Monday, August 9, 2010

FINCH, ATTICUS

Scrawny, hunch backed, tongue lolling out with that all too perfect grin on his stupid face, muddy brown with a wicked disposition… that is how my first memory of Finch goes.
I adopted Finch from a shelter for homeless animals. When I first met the brat, he bit the neck of a towering Great Dane. Though he has never shown that side again I am sure he is just as rotten as they come.
He is as inactive as Bull dogs go. Maybe a tad bit more. Tall, dark and handsome – he has the power to make cars roll their windows down, when out on a walk. Lots have “ooohed” and “aaahed” over the brute. Not that he has ever been known to reciprocate any stranger’s mushy comments. He is a private person. Other than when it comes to food. I have undying faith in his ability to be a nuisance. Yes, he has made me a believer.
Kind, loyal, endearing like his namesake… though his gentlemanly behaviour is highly debatable. He has managed to carve a well-established niche for himself and his foolhardiness. A delusional human being, he faithfully believes the Sofas are his sole property. Many a war has been waged between my mother and the loon. None to her advantage, as of yet.
He has taught me the value of never judging anyone by their face value. His loose hanging skin over the peekaboo eyes gives one the impression of a serious personality. Which, as I have learnt the hard way, is far from the truth.
Appreciating him from a few thousand miles is not as hard as I imagined it to be. I might even miss his guttural barks. Time has yet to tell.

[ I, ME AND MYSELF ]

My life, according to me, can be divided into two parts - BC and AD - Before Chicken Pox and After the Destruction. Before Chicken Pox came calling, I was undeniably brilliantly clueless about the actual trials and tribulations in life, even though I thought so otherwise. And then the Pox hit. Pain was not an option anymore.
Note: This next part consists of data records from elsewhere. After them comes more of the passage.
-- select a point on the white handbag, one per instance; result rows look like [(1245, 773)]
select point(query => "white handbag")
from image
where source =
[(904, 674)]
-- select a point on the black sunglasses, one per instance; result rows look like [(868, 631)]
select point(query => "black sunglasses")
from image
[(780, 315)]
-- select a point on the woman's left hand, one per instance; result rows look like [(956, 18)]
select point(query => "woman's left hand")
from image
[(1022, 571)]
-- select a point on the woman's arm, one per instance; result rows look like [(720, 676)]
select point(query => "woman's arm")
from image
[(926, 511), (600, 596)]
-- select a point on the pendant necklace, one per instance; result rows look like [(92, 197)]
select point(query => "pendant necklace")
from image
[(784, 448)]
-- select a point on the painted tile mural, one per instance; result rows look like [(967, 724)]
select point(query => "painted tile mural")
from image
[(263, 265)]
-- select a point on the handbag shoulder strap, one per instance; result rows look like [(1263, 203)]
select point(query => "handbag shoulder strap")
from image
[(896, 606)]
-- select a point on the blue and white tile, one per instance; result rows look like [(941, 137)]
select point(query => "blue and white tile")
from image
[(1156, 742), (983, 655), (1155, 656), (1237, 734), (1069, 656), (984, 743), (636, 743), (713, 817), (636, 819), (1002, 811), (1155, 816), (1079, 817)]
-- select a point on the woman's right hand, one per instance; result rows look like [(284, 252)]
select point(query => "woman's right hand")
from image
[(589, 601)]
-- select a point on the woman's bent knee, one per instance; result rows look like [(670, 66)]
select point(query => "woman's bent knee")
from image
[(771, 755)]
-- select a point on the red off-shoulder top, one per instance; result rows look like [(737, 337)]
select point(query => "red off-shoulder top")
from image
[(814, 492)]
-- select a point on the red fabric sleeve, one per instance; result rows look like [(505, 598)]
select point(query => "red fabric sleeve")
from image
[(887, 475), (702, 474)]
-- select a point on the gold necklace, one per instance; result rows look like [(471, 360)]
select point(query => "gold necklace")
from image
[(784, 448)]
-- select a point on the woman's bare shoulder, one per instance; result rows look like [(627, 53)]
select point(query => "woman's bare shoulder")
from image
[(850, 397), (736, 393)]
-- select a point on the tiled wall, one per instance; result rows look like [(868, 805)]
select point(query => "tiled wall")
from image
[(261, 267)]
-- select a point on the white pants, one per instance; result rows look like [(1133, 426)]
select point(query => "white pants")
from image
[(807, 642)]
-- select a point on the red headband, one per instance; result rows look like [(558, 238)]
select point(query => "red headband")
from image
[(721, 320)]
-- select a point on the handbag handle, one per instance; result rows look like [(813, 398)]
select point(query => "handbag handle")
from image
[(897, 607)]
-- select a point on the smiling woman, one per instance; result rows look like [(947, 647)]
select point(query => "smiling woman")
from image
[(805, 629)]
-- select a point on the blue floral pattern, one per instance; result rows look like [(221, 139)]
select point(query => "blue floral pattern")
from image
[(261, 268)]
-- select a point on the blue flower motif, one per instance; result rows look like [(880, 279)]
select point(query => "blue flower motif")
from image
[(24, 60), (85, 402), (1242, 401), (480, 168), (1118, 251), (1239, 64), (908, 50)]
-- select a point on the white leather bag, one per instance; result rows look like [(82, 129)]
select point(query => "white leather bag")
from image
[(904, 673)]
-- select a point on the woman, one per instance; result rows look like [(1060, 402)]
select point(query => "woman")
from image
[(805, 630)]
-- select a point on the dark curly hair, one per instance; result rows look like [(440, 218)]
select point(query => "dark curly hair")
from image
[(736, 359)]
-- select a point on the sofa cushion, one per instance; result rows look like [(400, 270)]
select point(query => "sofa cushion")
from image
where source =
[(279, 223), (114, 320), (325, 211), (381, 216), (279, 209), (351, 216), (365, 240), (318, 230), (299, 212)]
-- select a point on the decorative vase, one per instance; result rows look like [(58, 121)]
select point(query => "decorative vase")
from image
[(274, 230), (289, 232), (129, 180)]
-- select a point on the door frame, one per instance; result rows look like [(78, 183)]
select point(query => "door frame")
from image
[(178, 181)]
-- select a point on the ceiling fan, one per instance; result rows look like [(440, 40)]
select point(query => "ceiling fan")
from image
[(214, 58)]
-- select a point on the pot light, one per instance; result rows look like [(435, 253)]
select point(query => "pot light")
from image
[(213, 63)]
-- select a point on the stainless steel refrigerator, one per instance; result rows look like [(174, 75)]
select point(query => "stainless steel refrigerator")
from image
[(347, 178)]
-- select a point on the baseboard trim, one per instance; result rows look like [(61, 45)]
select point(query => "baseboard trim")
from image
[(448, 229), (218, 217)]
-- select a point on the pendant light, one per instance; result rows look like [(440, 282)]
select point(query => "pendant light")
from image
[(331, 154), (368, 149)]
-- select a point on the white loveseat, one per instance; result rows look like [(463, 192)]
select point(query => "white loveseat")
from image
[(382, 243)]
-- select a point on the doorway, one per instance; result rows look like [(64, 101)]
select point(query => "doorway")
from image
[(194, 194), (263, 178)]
Separation, Divorce, Heart Break, Violence, I thought I had seen it all. Nothing would ever be able to surprise me anymore. But then I have been wrong before.

Contrary to popular belief, I would want the scars to remain, at least one. Just to remind me of a time in life when I was depressed, uncomfortable, irate, away from home, but when I still, somehow, managed to overcome the beautiful disaster.